I have a really good friend who often says “Don’t take it personally.’ She says it about most things. When I first knew her I used to wonder how I could NOT take some things personally, because if they are aimed at me then surely they are personal?

As time has gone on I have mellowed somewhat. I can see that actually, people are rarely personal. They may try to be, or think that they are being, but they aren’t, because the only person who is being represented in their actions is them. Not me, or anyone else.

If you had asked me a week and a half ago whether people can be personal I would have said definitely yes. I’ve been spending quite a large amount of time (not out of choice necessarily) with someone who doesn’t like me and who thinks they’ve made it personal. This has been a purposeful choice by them, although I don’t know why it’s happened. It has affected me greatly over time because I actually didn’t mind this person  I felt we had built a small friendship. Some time ago I realised that I’ve become anxious and serious and snappy, and the more I worried about how I was acting, the worse my actions got. I didn’t realise what I was dealing with because I was ignoring the person’s hostility and therefore thought it didn’t matter to me. I developed an agonising tooth pain that after three dentists appointment was attributed to grinding my teeth at night due to stress. I had two panic attacks at really random, unrelated times. In the last week or so I have not had to be around this person and I can clearly see that I have taken it personally. My tooth hasn’t hurt for the whole time I haven’t seen them. I feel pretty calm and balanced. All of this is a massive shame for me, because I have been out of character for quite a while and I feel resentful that I chose to let that happen to me.

The decision that I made poorly was to try to ignore the situation for as long as I did. Some people (maybe the people who really DON’T care?!) are able for this, but I am not one of them. I have to tackle things head on and get them sorted. I must say that I did try this quite a few times with this person, but it didn’t work and they made it clear they didn’t want to be my friend. Or be civil. Because I didn’t find a solution and didn’t know how to cope, I chose to ignore, and all that did was put a huge, Vegas-style, neon-lit question mark over the person’s head for me to be blinded by every time I encountered them. I’ve been taking the piss out of the situation quietly for some time to people close to me (a coping mechanism) but I should have settled it in my own mind if I couldn’t settle it with the person. I know that there is no question mark for this person when they see me, just a big red cross that flashes like a hazard sign when I’m approaching.

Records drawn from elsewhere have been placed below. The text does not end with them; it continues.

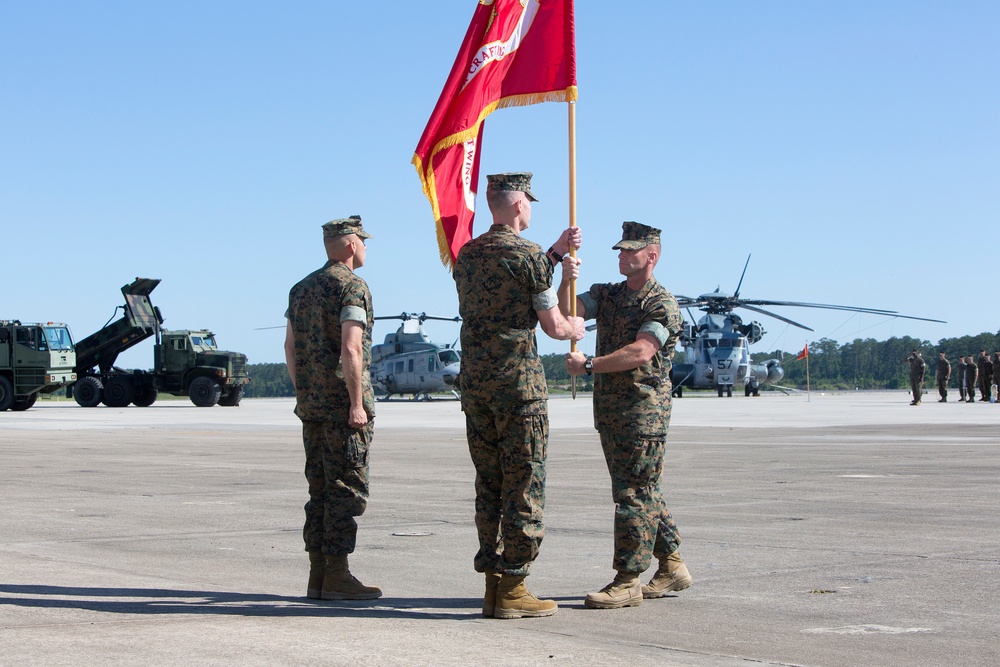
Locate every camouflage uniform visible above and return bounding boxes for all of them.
[934,357,951,402]
[991,352,1000,402]
[965,358,979,403]
[904,352,927,405]
[578,223,683,573]
[454,224,558,575]
[958,357,966,403]
[287,221,375,555]
[979,354,993,401]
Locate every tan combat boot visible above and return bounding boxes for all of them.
[320,554,382,600]
[583,572,642,609]
[493,574,559,618]
[483,572,500,618]
[642,551,694,598]
[306,551,326,600]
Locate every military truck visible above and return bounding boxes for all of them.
[0,320,76,412]
[69,278,250,408]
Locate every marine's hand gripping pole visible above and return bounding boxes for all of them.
[569,100,576,400]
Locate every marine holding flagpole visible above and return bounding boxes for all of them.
[559,222,692,609]
[412,0,584,618]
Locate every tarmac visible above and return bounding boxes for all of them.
[0,391,1000,667]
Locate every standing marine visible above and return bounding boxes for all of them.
[958,355,968,403]
[934,352,951,403]
[903,348,927,405]
[285,216,382,600]
[454,172,585,618]
[965,354,979,403]
[559,222,692,609]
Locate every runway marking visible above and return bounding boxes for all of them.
[802,623,934,635]
[837,475,889,479]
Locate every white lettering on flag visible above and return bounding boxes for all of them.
[462,0,538,89]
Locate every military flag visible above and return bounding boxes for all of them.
[413,0,577,268]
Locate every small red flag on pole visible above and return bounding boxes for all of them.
[413,0,577,268]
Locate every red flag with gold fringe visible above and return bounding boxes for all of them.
[413,0,577,268]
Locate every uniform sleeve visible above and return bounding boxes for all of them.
[639,292,684,347]
[524,247,559,310]
[340,281,369,326]
[576,287,599,320]
[577,283,611,320]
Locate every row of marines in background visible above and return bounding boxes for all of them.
[904,350,1000,405]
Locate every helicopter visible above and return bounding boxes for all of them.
[670,257,944,398]
[371,312,462,401]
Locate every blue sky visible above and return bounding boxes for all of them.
[0,0,1000,367]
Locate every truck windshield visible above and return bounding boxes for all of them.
[43,327,73,352]
[191,334,215,349]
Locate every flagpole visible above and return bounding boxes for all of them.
[806,343,812,403]
[569,100,576,400]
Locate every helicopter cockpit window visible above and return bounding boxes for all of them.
[438,350,461,366]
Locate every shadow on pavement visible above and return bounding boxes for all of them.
[0,584,482,620]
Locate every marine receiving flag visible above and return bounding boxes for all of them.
[413,0,577,268]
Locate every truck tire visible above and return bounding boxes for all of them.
[0,375,14,412]
[104,375,135,408]
[188,375,222,408]
[73,375,104,408]
[219,385,243,407]
[132,387,160,408]
[10,394,38,412]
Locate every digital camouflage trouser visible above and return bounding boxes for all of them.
[601,433,681,572]
[302,421,373,556]
[463,401,549,575]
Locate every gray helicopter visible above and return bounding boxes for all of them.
[670,257,944,398]
[371,313,462,401]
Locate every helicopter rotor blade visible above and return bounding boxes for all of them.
[740,299,947,324]
[741,304,814,331]
[372,313,416,322]
[421,315,462,322]
[733,253,753,299]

Now that I’ve had some space from the whole scenario, I feel quite sorry for the person who doesn’t like me. I know they have tried their hardest to make my life pretty hellish for a good few months, but actually my life has been pretty nice other than encountering them. It’s a shame for me that I’ve had to experience this, but it’s probably more of a shame for this person because they’ve lost a potential friend and are existing in a somewhat isolating state of hostility and hatred. I’m not saying that I think they’ve lost out because they now haven’t got me particularly as a friend (I mean I’m fine, but I’m a total pain). I just mean that it’s sad for them that they’re going through something which has made them think this is an OK way to act. In a non-patronising way, I feel bad for them.

Sometimes I can follow this advice about not taking things personally and sometimes I can’t. Everyone is a work-in-progress, and I’m not in any position to be advising an audience on how to act. I’m guilty of over-thinking things and blowing up over them quickly, which is not only a waste of my time but I am usually wrong, and then I have to apologise. I’m getting better and still working on it.

All I can say is that when you feel a little compromised, remember the words of my good friend and “Try not to take it personally.”. It has helped me a lot recently.